Voici le cinquième article d’une série dans laquelle j’évalue les divergences supposées entre Genèse 1 et 2. Pour rappel, voici la liste des incohérences les plus fréquemment avancées (voir ici pour une présentation plus détaillée de chacun de ces arguments) avec les liens renvoyant vers celles qui sont déjà traitées :

  1. Divergence de noms attribués à Dieu.
  2. Divergence entre les récits de la « pré-création ».
  3. Plusieurs divergences chronologiques.
  4. Divergence dans l’action de « nommer ».
  5. Divergence dans le mode de création.
  6. Divergence de portée entre chaque récit.

 

Dans le présent article, je souhaite traiter de la ciquième incohérence supposée :

Divergence dans le mode de création. En Gn 1, ce sont des des paroles divines qui sont à l’origine de la création. En Gn 2, la création implique des des « actes manuels » spécifiques de la part de Yahweh (il « forme » l’homme, « plante » le jardin, « place » l’homme dans le jardin, etc.)

 

 

Des actes qui ne sont pas équivalents

Il faut tout d’abord relever un point important : toutes les actions divines décrites en Genèse 1 ne sont pas strictement créatrices. Il est important de distinguer les séquences de création ex nihilo (à partir de rien) – par exemple celle de l’univers en Gn 1.1 et celle de la lumière en Gn 1.3 – de celles qui relèvent d’une logique organisationnelle – par exemple l’étendue qui distingue les eaux d’en haut de celles d’en bas (Gn 1.6-8, voir ici) ou la séparation entre mer et terre sèche (Gn 1.9-10).

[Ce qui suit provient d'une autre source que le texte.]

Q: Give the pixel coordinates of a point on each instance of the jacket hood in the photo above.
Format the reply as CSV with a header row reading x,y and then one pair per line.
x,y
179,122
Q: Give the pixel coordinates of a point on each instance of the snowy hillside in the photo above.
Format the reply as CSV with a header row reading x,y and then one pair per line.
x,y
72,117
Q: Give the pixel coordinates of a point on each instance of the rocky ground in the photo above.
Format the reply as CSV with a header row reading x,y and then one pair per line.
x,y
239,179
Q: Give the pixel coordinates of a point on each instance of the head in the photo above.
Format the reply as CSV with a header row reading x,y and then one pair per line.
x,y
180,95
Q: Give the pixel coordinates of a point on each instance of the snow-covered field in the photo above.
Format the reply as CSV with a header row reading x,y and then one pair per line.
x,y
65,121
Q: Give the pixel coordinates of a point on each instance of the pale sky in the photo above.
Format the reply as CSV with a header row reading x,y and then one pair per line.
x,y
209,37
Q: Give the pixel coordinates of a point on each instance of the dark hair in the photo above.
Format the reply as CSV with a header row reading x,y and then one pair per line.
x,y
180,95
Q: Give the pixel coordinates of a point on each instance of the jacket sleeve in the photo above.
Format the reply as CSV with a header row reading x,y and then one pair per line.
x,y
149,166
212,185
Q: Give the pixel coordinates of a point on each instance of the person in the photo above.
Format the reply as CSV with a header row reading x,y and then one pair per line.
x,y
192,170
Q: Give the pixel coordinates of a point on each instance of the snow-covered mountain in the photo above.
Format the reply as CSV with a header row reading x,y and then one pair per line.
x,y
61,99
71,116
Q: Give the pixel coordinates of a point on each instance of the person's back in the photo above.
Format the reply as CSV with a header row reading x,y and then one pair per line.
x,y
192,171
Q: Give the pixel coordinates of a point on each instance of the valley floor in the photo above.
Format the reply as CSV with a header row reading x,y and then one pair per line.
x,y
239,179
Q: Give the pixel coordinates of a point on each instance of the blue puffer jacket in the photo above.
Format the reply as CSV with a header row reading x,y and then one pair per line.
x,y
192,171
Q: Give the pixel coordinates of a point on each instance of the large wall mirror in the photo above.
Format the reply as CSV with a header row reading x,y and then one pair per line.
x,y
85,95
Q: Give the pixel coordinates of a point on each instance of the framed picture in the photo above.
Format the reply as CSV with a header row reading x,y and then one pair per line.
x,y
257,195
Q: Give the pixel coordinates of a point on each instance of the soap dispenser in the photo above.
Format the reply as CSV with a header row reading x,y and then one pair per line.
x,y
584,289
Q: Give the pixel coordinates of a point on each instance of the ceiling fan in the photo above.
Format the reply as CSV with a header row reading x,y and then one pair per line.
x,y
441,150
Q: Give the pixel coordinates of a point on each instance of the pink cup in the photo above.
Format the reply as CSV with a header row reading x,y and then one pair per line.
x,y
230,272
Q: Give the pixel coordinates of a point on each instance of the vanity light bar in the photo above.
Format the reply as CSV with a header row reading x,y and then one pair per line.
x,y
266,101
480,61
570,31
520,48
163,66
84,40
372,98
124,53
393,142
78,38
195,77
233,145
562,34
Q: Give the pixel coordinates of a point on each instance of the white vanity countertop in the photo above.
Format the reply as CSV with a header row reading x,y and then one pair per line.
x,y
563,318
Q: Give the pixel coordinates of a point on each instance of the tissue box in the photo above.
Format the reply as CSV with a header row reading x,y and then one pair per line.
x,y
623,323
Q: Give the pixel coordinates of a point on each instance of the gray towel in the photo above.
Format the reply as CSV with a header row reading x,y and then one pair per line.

On notera également que tous les actes créateurs ne sont pas équivalents. Par exemple, en Gn 1.24, la création est indirecte : c’est la terre qui doit « produire des animaux vivants ». Tout comme l’homme, les animaux et les reptiles non-marins semblent être tirés du sol, ce qui constitue un point de convergence non négligeable entre les deux récits. De la même manière, c’est la mer qui « produit » les animaux vivants qu’elle contient.

 

 

Une contradiction qui n’en est pas une

En Genèse 1, Dieu parle pour créer, mais cela n’exclut en aucun cas les autres verbes actifs qui lui sont attribués (« faire », « placer », « bénir », « donner »). De même, en Genèse 2, les différents verbes actifs utilisés pour décrire l’action divine (« former », insuffler », « planter », « placer », etc) n’excluent pas que Dieu ait opéré toutes ces choses par sa parole.

Plusieurs actions divine du chapitre 2 font écho à celles du chapitre 1. Par exemple, la « souffle de vie » (nishmah hayyim) que Dieu insuffle en l’homme fait de lui un « être vivant » (nephesh hayah), exactement comme les animaux (cf. notamment Gn 1.30). Autre exemple, le processus de germination ordonné par Dieu en Gn 2.9 se rapproche du récit de leur création en Gn 1.11-12.

Si la narration de Genèse 2 insiste autant pour décrire les actes divins sous des traits humains, c’est sans doute pour souligner la dimension relationnelle qui unit le Dieu créateur à l’humanité faite à son image. Ainsi, lorsque YHWH « plante » (nt’) un jardin (Gn 2.8), c’est pour le confier aux soins d’Adam, qui a alors tout du jardinier en chef. Et lorsqu’il forme la femme (Gn 2.22), c’est pour que l’homme ne demeure pas seul (Gn 2.18).

 

Cette contradiction ne semble donc pas avérée. Les textes de Gn 1.1-2.3 et 2.4-25 semblent se compléter harmonieusement, selon l’arrangement de type « tension-résolution » que j’ai proposé dans un précédent article (voir ici).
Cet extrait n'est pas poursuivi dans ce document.